When you think of Orlando City, a handful of players likely jump to mind first. Nani, Chris Mueller, and now Daryl Dike are the faces of this team. The highly visible contributions of goals and assists that the trio provided during Orlando’s successful 2020 season ensured that they got lots of accolades and visibility, and rightly so.
While they’re certainly important players for OCSC, one of its most valuable players is one who isn’t often talked about all that much. Whether or not Uri Rosell is able to stay healthy and on the field is going to have a big impact on the team’s fortunes during the upcoming season.
Orlando City has a pretty big stable of defensive midfielders, and they all excel at different parts of the game. Junior Urso is a powerful box-to-box-type player with an ability to chip in a goal here and there. Sebas Mendez is very good at shielding the back four and acting as a midfield destroyer, with Andres Perea having a similar skillset while having a better range of vision and passing. Rosell is a combination of all three though, particularly Mendez and Perea.
The Spaniard is typically employed as the deepest lying midfielder, and is asked to win the ball back and then transition the team from defense into attack, while staying in position to break up any counterattacks. It’s a job that he does exceedingly well, particularly when it comes to his ability to cohesively link OCSC’s back line to its attackers and facilitate offensive possessions from deep.
The job that Uri is asked to do is not a flashy one. If performing well, he typically won’t stand out during the course of a game; but if he’s off his game or isn’t on the field, then he’ll be conspicuous by his absence. While he isn’t the fastest or most physically gifted player on the field, he possesses a very good ability to read the game, and his passing is among the best on the team.
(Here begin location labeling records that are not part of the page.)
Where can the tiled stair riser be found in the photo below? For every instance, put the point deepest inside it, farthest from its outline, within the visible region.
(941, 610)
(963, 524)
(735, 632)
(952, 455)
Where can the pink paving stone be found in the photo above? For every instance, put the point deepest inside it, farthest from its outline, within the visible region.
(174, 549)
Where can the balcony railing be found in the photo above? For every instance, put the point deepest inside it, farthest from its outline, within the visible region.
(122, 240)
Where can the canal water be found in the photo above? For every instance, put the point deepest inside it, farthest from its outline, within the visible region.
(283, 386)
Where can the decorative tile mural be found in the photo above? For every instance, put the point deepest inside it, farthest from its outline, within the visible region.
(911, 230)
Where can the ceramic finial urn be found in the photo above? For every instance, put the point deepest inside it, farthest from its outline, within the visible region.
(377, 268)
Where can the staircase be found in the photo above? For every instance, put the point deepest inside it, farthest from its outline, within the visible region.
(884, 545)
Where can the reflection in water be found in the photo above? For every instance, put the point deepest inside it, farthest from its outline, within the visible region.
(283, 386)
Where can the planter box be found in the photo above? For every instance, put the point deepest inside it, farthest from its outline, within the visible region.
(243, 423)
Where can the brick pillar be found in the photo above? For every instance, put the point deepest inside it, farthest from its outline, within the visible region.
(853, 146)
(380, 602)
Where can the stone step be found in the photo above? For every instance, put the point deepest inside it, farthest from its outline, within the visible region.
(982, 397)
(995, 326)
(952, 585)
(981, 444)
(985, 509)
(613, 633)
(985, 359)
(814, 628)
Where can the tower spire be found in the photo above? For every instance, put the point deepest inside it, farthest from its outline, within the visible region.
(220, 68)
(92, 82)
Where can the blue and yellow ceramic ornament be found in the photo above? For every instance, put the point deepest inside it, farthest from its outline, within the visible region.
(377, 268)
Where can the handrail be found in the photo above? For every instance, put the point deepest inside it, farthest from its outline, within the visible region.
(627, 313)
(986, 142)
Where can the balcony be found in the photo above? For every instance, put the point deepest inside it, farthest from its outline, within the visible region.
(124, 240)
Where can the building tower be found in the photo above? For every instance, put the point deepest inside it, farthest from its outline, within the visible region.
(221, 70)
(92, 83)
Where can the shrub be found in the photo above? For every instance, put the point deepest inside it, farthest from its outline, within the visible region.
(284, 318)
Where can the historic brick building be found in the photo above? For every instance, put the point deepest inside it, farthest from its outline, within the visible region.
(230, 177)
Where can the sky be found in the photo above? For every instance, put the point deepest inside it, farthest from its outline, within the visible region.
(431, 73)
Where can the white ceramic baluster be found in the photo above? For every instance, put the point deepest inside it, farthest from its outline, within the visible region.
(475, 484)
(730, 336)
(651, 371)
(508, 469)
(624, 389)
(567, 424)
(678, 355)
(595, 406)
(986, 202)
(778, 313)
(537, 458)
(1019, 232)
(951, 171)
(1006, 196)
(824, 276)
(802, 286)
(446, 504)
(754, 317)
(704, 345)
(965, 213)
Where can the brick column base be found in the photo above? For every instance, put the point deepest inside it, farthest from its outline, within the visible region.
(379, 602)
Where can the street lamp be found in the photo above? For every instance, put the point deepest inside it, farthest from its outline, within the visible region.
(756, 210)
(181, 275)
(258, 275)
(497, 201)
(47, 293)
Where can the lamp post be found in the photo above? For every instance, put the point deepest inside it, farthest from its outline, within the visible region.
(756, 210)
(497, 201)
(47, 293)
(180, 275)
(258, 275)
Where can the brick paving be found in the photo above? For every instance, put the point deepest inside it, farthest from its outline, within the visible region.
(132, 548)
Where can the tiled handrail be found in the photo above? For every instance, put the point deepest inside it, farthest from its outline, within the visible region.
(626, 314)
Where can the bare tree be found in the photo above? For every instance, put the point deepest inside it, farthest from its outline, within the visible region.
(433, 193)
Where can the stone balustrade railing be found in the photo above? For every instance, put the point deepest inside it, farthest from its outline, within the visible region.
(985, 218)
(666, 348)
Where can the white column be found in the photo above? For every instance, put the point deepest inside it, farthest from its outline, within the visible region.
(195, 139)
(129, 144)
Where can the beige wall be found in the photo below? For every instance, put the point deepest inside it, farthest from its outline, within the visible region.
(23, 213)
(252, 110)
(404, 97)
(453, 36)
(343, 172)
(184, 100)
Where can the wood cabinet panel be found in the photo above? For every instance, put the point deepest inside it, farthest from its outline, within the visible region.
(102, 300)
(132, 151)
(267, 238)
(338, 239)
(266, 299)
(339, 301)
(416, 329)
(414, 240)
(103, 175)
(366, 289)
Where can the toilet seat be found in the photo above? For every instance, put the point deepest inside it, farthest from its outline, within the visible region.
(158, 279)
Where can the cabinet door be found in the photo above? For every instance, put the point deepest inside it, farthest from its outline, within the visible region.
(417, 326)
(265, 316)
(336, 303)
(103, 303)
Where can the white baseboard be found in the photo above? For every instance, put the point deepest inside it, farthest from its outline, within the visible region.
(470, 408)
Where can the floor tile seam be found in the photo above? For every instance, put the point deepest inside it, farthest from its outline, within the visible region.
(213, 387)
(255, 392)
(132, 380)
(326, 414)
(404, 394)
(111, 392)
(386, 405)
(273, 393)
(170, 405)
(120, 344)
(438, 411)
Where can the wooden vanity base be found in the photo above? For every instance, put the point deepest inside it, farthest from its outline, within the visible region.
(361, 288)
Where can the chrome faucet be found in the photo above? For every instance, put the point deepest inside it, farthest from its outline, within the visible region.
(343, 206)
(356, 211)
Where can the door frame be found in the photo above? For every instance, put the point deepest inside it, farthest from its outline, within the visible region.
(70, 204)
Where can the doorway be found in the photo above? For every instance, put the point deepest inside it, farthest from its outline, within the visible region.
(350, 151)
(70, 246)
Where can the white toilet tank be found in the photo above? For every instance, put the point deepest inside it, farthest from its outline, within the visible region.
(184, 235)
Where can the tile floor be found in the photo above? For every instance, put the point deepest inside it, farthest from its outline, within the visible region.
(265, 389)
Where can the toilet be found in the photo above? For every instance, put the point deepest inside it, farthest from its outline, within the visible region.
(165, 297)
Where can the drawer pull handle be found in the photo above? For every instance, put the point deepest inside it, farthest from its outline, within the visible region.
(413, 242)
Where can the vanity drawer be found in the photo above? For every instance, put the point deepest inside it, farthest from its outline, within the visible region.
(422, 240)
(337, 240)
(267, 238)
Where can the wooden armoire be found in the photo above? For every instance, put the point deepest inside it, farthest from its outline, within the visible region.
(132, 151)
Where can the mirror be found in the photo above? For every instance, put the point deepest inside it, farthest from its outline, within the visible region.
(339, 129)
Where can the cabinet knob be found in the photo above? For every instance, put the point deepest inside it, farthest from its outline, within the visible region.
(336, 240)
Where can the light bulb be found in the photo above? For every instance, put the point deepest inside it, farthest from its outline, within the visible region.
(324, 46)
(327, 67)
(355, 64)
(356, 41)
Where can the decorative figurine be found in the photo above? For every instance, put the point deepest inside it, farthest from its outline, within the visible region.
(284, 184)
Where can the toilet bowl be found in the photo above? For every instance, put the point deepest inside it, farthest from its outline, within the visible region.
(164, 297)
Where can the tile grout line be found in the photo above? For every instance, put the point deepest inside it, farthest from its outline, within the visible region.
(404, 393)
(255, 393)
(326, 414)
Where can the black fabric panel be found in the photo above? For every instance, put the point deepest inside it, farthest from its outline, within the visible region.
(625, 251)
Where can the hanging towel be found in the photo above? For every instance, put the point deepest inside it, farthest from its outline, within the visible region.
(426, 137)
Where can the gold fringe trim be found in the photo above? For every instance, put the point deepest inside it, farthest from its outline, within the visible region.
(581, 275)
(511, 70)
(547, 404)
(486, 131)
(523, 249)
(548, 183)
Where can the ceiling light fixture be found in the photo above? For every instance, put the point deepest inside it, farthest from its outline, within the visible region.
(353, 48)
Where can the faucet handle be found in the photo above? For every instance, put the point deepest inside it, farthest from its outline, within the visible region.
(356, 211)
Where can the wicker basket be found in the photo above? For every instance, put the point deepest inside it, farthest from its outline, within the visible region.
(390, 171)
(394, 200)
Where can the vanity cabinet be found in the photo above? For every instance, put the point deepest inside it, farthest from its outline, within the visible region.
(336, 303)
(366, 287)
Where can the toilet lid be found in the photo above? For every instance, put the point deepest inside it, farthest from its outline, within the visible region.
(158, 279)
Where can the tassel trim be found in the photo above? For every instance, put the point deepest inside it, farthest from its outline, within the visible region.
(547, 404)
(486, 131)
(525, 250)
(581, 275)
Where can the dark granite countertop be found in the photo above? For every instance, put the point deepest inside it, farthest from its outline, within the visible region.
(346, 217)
His 2020 totals of 89.3% passing accuracy, 20 interceptions, and 35 tackles point to a player who is often in the right place at the right time to win the ball, and who typically takes care of it once he has it. Hell, his lowest passing percentage of the season was 78.7%, with all the rest of his totals coming in at 85.2% or higher, which is, quite frankly, a little absurd.
With its current stable of players and what we saw last year from them last year, the team is probably at its best when Urso, Uri and Mauricio Pereyra are starting and each player is able to primarily stick to his strengths. Urso is asked to do the bulk of the running, harass the opposition, and use his physicality to win the ball. Rosell stays deepest, playing a combination of short quick passes and longer ones (of which he had 59 last season) to seamlessly get the attack moving after winning the ball. Pereyra will press forward with the ball and look to play passes in behind to the attackers, and generally be a positive force in the attacking third.
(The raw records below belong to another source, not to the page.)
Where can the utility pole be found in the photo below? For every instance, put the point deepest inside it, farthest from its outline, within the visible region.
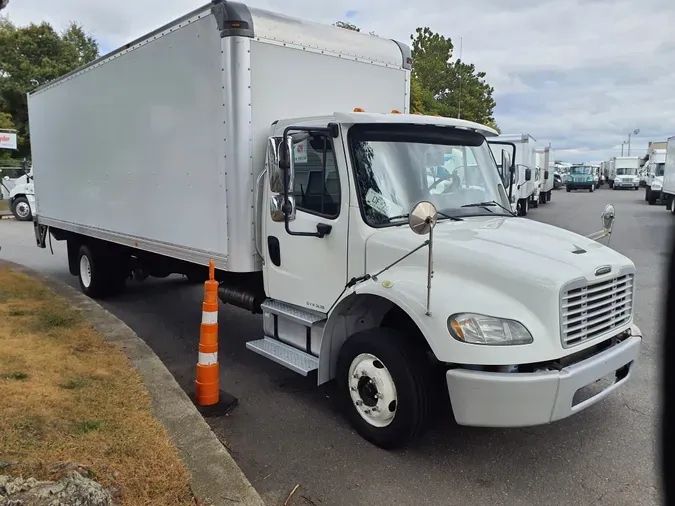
(459, 77)
(635, 132)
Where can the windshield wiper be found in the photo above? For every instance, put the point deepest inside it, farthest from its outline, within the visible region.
(487, 205)
(442, 215)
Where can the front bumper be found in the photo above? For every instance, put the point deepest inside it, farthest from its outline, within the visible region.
(629, 185)
(492, 399)
(580, 185)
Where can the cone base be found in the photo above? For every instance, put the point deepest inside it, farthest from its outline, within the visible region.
(225, 404)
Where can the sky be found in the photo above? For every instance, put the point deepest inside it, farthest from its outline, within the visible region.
(578, 74)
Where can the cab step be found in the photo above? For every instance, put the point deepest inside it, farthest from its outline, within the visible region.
(283, 354)
(293, 313)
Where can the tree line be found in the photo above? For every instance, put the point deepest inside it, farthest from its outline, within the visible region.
(36, 54)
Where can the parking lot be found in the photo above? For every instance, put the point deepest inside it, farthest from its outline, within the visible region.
(286, 431)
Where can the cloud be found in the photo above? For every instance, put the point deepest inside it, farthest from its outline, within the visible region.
(579, 74)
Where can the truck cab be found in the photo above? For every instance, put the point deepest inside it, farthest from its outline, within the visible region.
(626, 169)
(22, 197)
(581, 177)
(359, 192)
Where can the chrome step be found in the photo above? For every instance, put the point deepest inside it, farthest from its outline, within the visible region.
(291, 312)
(296, 360)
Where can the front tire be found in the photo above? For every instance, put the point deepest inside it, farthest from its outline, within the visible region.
(21, 209)
(383, 386)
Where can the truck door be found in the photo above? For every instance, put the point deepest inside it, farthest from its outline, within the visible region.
(310, 272)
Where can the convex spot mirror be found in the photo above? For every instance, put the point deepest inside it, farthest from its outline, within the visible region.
(423, 217)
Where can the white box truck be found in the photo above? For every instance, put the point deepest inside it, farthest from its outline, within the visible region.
(668, 190)
(544, 160)
(231, 135)
(626, 172)
(654, 170)
(523, 190)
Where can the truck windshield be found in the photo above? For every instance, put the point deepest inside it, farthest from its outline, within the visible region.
(581, 169)
(626, 172)
(397, 166)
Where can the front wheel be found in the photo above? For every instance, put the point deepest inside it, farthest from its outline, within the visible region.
(21, 209)
(383, 386)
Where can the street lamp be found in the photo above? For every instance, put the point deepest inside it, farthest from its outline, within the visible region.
(635, 132)
(623, 143)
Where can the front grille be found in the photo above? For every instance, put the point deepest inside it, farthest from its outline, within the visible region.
(595, 309)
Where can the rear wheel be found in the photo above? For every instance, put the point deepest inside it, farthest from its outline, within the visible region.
(21, 209)
(100, 274)
(383, 386)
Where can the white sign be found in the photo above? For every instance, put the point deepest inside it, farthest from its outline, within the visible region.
(300, 152)
(382, 204)
(7, 141)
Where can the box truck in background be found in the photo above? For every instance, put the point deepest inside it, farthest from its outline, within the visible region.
(246, 143)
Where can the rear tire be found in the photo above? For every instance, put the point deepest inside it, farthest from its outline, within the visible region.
(385, 369)
(100, 273)
(21, 209)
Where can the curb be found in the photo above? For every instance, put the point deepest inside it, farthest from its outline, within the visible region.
(216, 478)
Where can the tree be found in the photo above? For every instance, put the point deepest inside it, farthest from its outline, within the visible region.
(347, 26)
(457, 88)
(444, 87)
(34, 55)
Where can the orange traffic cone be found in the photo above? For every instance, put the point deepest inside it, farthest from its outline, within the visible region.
(207, 391)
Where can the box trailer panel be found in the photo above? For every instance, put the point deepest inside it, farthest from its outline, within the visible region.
(134, 145)
(669, 170)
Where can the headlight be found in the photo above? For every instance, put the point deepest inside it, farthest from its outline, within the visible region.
(480, 329)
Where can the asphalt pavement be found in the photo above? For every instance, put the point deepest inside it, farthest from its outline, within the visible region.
(286, 431)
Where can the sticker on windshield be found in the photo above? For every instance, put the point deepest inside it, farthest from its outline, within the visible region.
(300, 152)
(382, 204)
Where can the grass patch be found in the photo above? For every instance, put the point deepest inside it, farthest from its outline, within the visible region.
(18, 376)
(68, 395)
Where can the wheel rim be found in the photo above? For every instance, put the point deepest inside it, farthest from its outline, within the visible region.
(372, 390)
(85, 271)
(22, 210)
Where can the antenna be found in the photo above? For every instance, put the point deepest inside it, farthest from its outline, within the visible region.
(459, 76)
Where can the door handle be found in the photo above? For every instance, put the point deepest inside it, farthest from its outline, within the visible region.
(323, 229)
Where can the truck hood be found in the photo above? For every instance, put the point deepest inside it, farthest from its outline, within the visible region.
(486, 249)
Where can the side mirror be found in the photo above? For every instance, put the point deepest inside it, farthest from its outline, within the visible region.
(608, 217)
(274, 164)
(507, 168)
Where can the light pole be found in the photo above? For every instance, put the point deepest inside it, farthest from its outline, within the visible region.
(635, 132)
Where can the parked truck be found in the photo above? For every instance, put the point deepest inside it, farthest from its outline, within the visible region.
(525, 191)
(626, 172)
(21, 196)
(283, 151)
(654, 170)
(668, 189)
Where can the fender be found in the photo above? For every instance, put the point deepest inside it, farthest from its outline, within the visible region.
(365, 305)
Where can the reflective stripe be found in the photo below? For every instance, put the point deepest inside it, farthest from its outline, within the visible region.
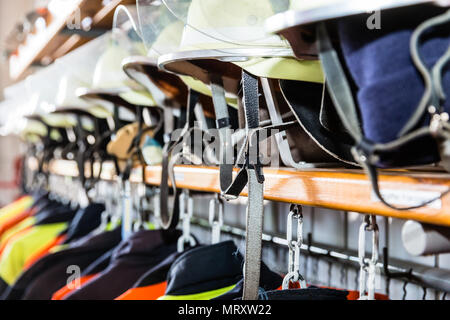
(200, 296)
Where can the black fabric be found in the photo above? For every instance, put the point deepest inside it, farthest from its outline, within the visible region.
(99, 265)
(205, 269)
(58, 214)
(269, 281)
(49, 274)
(308, 294)
(305, 101)
(85, 221)
(130, 261)
(157, 274)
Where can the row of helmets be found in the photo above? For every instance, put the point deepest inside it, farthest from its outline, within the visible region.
(154, 28)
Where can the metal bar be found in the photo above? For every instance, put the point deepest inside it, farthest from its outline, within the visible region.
(433, 278)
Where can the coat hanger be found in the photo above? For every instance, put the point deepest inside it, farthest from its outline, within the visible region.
(294, 276)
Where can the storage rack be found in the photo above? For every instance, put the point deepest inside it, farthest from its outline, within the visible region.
(338, 189)
(57, 40)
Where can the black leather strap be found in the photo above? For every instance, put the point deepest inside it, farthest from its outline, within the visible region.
(170, 211)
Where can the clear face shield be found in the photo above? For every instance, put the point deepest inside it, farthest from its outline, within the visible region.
(227, 25)
(161, 30)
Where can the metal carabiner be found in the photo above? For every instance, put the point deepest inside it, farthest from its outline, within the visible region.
(294, 248)
(216, 208)
(186, 214)
(369, 270)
After playing in Orlando’s 1-1 draw with Atlanta on Sept. 5, Uri was unavailable through injury until the team’s first match of the playoffs, and it showed. While the Lions only lost two of the 13 matches they played while he was injured, if you watched those games the team looked different than the one we saw earlier in the season. The overall quality of the Lions meant that they were still able to get results, and at times played some very attractive soccer. However, OCSC didn’t consistently resemble the free-flowing, attack-minded team that it was from June to August, even though it was still capable of scoring goals. Part of that can also be attributed to the absence of Pereyra for almost all of October, but not having Rosell to link the two halves of the team made a big difference.
That’s largely because, as briefly touched on earlier, Orlando doesn’t really have another guy who can do what Uri does at the level he does it. Mendez, Urso, and Perea’s best attributes lie elsewhere, and while Pereyra certainly possesses the passing ability of the 28-year-old Spaniard, deploying him so far from the offensive third would severely hamper Orlando’s attacking creativity. Its possible that one of the trio of Joey DeZart, Jordan Bender, and David Loera can develop into filling that role too, but as of now Uri is the Lions’ one and only there.
That means that OCSC needs him healthy during the upcoming season, plain and simple. He was only able to play in eight league games in 2020, although he also appeared in all four knockout games at the MLS is Back Tournament and both playoff games. Keeping him healthy could be tricky though, with Orlando already slated to play in the Leagues Cup and potentially the U.S. Open Cup, while also losing some of its players to international duty. But if he’s able to avoid the injury bug and play consistently during 2021, expect him to be a vital if underrated part of any success that the team has this year.